Introduction To Polyfills In Javascript

In this tutorial, you will learn how to ensure that the Javascript you write works in any browser.  In my last tutorial, I gave an introduction to Babel.  With ECMAScript 2015+ came a slew of new features - promises, fetch, arrow functions - all sort of goodness. 

When you test your JS in chrome, it will work.  When you test it in IE it doesn't.  When this happens you have a few options, never write Javascript that uses any new language features, maintain two or more Javascript files each catered to a specific browser, or use tools to make your new code work in older browsers. 

Out of those options, the easiest and best option is to let something convert your code into something an older browser will understand.  This is where babel and polyfills come in.  Sound interesting, then read on. 

Why Do I Need To Use A Polyfill And Babel?

Out of the box, Babel will 'transpile' your code.  Transpile is definitely one of those annoying technical terms that sounds complex but in reality is easy to understand.  When Babel transpiles your code, it will convert any syntax that older browsers won’t understand and turn into code that it will.

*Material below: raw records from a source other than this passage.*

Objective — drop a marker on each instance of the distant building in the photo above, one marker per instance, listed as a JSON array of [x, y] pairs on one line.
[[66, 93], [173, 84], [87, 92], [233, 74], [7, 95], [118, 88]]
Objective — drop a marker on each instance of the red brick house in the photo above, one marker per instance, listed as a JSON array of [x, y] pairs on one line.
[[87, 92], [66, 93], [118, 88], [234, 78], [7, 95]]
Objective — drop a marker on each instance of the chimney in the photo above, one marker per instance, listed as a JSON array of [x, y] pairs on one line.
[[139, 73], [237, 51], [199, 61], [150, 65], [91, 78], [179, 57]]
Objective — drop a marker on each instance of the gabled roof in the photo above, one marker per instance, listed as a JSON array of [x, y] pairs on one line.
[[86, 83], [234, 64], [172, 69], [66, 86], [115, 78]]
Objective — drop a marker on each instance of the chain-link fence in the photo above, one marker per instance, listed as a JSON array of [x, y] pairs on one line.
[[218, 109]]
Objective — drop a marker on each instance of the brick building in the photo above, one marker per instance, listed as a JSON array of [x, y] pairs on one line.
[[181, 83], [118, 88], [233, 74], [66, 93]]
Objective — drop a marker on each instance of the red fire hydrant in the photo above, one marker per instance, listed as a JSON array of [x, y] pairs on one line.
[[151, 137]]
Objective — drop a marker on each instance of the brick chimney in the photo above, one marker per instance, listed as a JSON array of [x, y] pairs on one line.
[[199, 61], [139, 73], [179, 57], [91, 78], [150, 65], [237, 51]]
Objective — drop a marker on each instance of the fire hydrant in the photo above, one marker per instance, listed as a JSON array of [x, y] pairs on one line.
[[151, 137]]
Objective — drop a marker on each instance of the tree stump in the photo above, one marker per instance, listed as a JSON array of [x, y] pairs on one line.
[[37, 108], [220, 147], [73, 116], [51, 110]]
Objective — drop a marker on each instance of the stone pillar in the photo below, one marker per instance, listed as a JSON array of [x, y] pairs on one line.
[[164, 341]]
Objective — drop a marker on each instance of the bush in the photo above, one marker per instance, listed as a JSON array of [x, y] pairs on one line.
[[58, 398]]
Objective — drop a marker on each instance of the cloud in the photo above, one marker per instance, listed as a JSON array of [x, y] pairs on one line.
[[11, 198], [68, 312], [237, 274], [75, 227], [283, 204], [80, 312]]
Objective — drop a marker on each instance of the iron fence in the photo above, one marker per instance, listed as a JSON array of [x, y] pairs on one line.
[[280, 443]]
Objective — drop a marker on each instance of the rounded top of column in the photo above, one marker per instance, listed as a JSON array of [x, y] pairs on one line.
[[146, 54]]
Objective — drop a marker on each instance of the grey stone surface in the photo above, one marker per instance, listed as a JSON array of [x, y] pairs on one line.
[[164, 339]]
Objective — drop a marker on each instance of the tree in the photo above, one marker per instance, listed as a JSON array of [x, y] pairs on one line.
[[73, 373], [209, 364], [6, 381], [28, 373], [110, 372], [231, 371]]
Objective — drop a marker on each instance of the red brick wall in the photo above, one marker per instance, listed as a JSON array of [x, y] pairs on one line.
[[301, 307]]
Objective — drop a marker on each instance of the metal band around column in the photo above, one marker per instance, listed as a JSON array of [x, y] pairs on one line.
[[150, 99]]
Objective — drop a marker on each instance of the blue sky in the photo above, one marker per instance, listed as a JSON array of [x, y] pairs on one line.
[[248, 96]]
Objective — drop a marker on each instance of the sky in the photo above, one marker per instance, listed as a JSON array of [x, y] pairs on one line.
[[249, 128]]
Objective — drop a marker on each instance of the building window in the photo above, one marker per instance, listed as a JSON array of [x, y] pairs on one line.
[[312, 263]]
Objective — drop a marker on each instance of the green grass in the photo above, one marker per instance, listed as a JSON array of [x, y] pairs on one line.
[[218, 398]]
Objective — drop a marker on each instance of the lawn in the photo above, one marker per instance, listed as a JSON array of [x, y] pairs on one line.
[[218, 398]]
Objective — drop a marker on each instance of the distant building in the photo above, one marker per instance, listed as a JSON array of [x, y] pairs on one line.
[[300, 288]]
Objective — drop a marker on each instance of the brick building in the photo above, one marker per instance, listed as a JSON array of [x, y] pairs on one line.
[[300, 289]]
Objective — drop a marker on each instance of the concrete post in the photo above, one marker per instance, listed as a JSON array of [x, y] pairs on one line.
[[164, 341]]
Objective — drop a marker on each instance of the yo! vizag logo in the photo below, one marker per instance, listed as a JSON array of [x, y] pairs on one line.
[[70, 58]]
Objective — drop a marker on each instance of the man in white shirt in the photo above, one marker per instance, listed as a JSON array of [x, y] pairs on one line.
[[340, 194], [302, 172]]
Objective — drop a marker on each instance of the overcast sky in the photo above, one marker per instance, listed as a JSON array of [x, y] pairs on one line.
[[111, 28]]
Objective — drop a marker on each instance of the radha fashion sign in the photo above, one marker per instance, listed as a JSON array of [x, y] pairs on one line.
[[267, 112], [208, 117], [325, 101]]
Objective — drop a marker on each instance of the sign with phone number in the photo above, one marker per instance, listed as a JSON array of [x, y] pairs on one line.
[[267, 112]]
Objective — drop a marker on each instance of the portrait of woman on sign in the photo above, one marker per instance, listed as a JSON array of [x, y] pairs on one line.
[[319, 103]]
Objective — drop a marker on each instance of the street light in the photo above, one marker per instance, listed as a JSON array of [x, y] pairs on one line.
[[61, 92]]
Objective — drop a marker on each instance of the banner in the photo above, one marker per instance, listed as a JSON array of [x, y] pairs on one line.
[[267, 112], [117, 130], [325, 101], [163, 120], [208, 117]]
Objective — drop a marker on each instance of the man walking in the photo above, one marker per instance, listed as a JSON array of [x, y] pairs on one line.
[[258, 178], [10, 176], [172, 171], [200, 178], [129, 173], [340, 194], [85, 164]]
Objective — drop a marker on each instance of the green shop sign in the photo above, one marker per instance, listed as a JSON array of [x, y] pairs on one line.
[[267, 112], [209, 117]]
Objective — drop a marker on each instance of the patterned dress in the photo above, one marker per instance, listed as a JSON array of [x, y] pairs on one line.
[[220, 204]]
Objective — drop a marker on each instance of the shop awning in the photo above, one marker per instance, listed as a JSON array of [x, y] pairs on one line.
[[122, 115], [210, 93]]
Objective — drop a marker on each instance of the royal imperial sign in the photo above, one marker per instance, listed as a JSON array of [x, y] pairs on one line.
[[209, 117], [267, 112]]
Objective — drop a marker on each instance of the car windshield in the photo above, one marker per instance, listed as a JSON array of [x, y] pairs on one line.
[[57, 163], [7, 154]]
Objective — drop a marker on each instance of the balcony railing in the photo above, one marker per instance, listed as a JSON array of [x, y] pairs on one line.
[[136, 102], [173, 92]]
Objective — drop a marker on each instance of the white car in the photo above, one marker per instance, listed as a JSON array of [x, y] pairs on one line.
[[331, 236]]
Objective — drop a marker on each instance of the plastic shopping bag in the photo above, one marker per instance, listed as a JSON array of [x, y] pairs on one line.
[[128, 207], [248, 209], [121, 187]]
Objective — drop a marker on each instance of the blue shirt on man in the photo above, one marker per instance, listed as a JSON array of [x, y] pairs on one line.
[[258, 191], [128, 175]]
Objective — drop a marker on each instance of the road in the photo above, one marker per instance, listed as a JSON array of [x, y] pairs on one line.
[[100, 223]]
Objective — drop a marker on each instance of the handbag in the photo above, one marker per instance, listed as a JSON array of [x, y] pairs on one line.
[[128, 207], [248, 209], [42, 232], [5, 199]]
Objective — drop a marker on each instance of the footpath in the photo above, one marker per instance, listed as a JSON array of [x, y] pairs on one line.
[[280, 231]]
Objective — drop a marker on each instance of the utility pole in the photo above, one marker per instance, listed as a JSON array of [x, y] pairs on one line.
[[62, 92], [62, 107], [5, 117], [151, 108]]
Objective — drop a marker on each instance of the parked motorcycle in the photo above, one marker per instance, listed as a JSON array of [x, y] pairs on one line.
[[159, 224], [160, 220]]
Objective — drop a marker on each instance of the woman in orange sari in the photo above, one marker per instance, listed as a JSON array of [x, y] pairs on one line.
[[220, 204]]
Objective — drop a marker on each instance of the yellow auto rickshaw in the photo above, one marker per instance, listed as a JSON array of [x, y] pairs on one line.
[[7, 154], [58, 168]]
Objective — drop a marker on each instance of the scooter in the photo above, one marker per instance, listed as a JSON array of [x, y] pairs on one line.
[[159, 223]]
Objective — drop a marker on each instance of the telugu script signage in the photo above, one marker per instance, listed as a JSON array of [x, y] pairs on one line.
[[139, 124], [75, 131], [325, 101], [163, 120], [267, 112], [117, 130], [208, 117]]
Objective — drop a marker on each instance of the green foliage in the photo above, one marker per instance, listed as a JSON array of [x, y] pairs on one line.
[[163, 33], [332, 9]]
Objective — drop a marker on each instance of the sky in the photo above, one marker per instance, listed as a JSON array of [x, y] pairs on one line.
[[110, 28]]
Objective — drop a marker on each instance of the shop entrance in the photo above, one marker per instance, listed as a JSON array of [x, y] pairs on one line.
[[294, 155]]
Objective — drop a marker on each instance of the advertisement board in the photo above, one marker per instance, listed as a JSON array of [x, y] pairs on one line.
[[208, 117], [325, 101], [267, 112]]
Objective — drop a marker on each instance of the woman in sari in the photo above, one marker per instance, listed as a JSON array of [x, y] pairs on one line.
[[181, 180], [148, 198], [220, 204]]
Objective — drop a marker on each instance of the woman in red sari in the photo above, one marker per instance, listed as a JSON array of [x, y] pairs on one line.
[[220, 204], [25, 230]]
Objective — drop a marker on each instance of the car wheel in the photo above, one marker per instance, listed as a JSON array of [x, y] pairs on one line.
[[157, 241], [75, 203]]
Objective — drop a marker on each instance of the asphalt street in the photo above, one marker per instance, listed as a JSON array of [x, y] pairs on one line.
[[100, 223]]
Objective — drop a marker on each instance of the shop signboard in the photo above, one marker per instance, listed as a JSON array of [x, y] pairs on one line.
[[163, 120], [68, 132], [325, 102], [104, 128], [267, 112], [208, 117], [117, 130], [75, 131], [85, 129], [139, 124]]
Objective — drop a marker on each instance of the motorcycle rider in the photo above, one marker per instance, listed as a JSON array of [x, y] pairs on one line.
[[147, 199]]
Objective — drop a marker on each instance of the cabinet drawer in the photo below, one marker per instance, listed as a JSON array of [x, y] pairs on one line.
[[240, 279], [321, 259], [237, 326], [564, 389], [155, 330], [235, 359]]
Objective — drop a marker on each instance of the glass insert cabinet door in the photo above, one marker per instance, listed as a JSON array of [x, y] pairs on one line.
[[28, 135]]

A second problem now exists.  Babel at its core will only ensure that a compiler can compile your script.  This doesn't mean that an older browser will understand that code.  Take a 'promise' for example.  Syntax-wise creating a new promise is valid Javascript syntax, so it would be transpiled.

If you try and run a promise in IE you will get an error.  This is where polyfills come into play.

What Is A Polyfill?

A polyfill is a bit of code that defines a new object or method in an older browser that doesn’t support that feature.  Promises, maps, fetch, includes(), padEnd(), requestIdleCallback() and URLSearchparams.  You can find a list of all polyfills W3C approved polyfills at polyfill-central.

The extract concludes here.